I would look for my war.
61
It was dark by the time I joined Titus and H in the barrack room. Neither soldier was surprised, assuming that my time had been spent doing what every soldier wants to do when he sees the end of his life hanging by a thread.
‘That much fun, was it?’ Titus smiled, his teeth yellow in the flame of the room’s flickering stove.

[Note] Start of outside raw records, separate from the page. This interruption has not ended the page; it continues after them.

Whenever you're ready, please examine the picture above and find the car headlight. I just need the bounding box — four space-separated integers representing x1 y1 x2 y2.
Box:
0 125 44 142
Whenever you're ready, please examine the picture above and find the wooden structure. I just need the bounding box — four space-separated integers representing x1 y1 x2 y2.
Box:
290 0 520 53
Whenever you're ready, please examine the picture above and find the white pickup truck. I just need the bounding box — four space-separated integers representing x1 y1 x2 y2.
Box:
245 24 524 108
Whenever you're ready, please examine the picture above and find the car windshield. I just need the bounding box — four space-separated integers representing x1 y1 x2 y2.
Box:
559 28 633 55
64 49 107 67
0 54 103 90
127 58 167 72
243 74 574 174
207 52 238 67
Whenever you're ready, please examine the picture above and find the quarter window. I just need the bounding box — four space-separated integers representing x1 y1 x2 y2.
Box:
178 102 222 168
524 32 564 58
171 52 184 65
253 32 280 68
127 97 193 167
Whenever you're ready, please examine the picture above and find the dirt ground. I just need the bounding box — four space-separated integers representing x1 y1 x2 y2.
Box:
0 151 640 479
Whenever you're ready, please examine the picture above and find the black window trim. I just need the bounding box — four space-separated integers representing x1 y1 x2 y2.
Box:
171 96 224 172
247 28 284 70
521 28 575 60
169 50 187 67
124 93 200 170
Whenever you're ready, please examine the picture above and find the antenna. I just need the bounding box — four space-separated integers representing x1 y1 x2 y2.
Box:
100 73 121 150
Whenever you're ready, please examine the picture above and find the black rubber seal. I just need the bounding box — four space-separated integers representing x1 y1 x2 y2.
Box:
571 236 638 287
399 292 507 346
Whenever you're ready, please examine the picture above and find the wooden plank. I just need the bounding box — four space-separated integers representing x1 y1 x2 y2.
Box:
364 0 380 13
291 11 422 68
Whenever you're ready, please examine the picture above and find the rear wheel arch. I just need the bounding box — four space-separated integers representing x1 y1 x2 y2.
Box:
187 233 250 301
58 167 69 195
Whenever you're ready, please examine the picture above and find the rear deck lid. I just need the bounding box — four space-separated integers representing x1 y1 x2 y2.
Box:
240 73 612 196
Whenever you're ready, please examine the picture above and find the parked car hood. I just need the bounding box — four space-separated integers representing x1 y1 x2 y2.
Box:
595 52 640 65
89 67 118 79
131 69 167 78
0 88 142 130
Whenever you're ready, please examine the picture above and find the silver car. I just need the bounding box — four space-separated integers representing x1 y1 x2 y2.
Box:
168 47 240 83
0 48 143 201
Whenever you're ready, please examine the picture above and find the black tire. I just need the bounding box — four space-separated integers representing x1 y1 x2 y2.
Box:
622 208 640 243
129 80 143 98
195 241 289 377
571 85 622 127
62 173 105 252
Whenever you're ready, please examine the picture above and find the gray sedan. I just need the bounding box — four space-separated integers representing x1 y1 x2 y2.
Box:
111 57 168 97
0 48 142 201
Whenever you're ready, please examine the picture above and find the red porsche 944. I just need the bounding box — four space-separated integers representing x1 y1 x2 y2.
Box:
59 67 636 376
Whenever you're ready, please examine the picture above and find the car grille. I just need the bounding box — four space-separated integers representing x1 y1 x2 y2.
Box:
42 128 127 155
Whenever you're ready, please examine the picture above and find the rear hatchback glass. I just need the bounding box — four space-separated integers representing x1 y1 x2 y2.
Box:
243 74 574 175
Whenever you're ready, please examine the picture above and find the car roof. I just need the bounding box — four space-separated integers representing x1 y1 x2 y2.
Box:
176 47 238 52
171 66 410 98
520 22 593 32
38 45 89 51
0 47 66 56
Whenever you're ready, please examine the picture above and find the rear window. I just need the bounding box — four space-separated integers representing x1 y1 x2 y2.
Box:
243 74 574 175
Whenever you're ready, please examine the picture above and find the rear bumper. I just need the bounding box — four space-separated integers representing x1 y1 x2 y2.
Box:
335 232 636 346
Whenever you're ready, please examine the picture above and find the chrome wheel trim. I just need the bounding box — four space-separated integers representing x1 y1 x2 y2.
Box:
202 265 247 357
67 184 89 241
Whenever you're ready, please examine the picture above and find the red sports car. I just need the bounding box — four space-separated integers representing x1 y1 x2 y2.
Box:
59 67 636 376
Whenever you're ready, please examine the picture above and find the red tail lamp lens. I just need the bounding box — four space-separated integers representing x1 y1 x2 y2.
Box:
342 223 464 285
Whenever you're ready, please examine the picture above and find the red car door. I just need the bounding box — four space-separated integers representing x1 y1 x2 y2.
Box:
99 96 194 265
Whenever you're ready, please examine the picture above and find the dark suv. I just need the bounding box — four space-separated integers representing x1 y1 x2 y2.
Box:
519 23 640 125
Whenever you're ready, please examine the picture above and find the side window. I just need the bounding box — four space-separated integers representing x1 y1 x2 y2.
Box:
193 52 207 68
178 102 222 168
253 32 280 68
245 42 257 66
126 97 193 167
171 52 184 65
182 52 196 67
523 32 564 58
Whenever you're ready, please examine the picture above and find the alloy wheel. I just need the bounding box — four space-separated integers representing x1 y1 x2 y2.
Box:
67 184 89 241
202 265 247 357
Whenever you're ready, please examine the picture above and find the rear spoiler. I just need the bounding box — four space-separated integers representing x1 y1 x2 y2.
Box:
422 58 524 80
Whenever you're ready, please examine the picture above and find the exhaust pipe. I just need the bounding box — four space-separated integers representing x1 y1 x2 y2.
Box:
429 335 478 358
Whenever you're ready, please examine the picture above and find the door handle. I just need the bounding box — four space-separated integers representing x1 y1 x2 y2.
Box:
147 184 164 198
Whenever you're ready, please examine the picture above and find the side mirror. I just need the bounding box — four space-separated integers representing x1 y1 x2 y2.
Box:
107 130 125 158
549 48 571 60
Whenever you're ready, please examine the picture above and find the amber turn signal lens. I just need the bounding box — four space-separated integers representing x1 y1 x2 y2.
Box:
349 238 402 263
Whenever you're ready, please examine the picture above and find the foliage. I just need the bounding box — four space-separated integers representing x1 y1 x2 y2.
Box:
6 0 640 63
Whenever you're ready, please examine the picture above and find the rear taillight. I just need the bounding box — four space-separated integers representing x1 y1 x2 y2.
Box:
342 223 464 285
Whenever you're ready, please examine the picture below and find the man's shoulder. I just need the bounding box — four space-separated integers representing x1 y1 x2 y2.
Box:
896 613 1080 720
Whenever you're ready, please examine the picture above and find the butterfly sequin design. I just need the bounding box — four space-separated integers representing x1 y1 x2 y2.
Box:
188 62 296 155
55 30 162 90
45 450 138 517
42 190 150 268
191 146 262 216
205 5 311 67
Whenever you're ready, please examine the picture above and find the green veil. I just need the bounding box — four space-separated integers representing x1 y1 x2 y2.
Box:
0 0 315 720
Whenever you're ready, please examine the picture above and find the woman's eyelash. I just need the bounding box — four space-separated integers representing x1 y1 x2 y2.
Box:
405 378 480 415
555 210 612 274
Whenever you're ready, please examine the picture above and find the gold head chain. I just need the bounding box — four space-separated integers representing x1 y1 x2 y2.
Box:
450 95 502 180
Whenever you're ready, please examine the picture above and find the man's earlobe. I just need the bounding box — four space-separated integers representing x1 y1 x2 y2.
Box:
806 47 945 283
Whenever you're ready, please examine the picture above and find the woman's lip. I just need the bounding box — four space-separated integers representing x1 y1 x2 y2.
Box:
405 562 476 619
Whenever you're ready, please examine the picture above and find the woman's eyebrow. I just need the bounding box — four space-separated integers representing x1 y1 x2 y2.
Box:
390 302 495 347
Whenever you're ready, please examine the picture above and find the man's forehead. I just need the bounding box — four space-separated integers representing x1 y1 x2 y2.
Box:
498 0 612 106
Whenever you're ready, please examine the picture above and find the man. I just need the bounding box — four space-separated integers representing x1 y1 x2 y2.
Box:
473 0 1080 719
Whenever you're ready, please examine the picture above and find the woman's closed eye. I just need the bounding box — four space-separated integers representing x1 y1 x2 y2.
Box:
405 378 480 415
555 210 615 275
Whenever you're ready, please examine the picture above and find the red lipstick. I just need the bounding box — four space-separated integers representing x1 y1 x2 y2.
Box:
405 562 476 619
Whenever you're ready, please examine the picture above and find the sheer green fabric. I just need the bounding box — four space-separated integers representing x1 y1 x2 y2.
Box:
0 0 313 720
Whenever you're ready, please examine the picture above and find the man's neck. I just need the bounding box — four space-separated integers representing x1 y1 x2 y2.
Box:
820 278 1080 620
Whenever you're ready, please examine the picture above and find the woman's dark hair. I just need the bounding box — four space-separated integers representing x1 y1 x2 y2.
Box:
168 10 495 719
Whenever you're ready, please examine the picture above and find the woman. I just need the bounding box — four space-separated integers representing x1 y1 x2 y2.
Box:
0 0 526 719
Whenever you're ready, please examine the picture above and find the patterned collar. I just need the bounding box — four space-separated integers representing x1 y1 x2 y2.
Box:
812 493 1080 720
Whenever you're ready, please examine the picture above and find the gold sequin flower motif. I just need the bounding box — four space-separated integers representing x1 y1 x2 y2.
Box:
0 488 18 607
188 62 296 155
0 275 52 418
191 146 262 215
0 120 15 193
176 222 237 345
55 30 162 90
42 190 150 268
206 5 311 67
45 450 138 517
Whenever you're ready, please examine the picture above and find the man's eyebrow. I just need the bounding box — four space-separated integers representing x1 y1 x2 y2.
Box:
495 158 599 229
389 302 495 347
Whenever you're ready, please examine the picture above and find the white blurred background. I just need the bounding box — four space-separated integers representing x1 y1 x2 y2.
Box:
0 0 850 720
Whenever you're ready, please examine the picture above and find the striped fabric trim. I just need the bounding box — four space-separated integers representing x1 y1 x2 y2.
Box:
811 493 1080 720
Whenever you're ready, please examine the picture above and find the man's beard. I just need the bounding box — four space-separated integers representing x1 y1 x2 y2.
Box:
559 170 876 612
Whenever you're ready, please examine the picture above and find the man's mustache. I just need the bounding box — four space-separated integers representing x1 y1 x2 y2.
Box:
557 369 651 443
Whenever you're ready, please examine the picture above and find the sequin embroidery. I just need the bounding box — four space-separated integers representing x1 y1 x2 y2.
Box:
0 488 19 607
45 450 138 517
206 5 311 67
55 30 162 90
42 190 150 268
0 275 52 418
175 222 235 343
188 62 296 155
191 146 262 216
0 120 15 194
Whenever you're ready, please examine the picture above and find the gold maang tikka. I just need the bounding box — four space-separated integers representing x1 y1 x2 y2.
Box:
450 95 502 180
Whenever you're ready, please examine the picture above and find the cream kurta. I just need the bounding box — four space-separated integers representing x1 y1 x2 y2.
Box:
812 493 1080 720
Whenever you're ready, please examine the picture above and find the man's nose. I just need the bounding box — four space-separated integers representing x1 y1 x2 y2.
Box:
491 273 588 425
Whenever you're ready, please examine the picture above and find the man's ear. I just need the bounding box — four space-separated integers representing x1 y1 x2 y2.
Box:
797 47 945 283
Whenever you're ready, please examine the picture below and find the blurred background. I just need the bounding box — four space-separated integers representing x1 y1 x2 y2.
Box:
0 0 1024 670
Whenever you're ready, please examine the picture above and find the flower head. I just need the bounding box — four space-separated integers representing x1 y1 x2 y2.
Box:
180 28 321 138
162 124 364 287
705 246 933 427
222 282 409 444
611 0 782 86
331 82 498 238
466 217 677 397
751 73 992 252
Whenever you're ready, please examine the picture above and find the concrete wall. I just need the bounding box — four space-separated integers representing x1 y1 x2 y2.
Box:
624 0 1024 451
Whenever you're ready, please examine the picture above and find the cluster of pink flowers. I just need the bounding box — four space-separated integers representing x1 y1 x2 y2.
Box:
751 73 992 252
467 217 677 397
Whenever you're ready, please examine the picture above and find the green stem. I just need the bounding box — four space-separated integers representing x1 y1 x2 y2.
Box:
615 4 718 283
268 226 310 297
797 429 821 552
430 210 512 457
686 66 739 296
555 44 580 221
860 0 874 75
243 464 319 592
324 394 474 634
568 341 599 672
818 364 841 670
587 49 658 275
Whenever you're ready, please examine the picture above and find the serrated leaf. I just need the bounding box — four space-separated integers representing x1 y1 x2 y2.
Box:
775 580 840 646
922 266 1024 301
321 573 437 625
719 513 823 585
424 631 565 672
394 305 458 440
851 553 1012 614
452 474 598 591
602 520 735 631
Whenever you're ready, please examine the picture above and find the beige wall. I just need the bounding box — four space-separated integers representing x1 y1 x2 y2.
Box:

‘Where are the others?’ I asked.
‘Guard duty.’
My stomach turned sour. My self-pity had cost me the chance to say goodbye to my comrades.
‘Get your kit and let’s go,’ H instructed me. ‘The runners are waiting for us at the gate.’
We joined them soon after. Having ruined my farewell to both Linza and my comrades, I was anxious to be free of the fort and to place myself in danger, where my thoughts would be occupied with survival and not recrimination. The two runners were young men, and carried themselves with confidence. Both had been known and trusted by H for years.